Une ouverture à laquelle souscrit Marielle Schmitt, directrice départementale adjointe du Rhône de l’Agence Régionale de Santé Auvergne-Rhône-Alpes. “L’isolement social est un déterminant essentiel de la santé, et notamment de la santé mentale. Nos systèmes de santé doivent savoir évoluer pour permettre la prise en charge de toutes et tous”.
Une ambition clairement concrétisée par “l’Espace”, officiellement inauguré le 13 septembre 2024 en présence des acteurs sanitaires et politiques qui soutiennent le projet (voir À SAVOIR). Le maire de Lyon, Grégory Doucet, a profité de l’événement pour saluer la pertinence “d’un lieu d’histoires, racontées ou non, chaotiques pour beaucoup, mais qui sont prises comme elles sont, sans jugement ni préjugés”.
À SAVOIR
L’Espace est accessible librement et sans rendez-vous du lundi au vendredi de 14h à 17h15, au 275 rue André Philip, dans le 3eme arrondissement de Lyon (contact : 07 61 07 89 12). L’équipe est qualifiée pour assurer des échanges dans une dizaine de langues (italien, farsi, arabe, anglais, amharique…)
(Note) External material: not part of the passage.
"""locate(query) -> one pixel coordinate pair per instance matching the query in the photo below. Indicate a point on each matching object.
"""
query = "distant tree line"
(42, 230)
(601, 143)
Géré par l’Observatoire Orspere-Samdarra (Orspere = Observatoire régional de la souffrance psychique en rapport avec l’exclusion; Samdarra = Santé mentale, précarité, demandeurs d’asile et réfugiés en Rhône-Alpes, fusionnés en 2013), l’Espace bénéficie du soutien de l’ARS Auvergne-Rhône-Alpes, de la Ville de Lyon et de la Métropole de Lyon.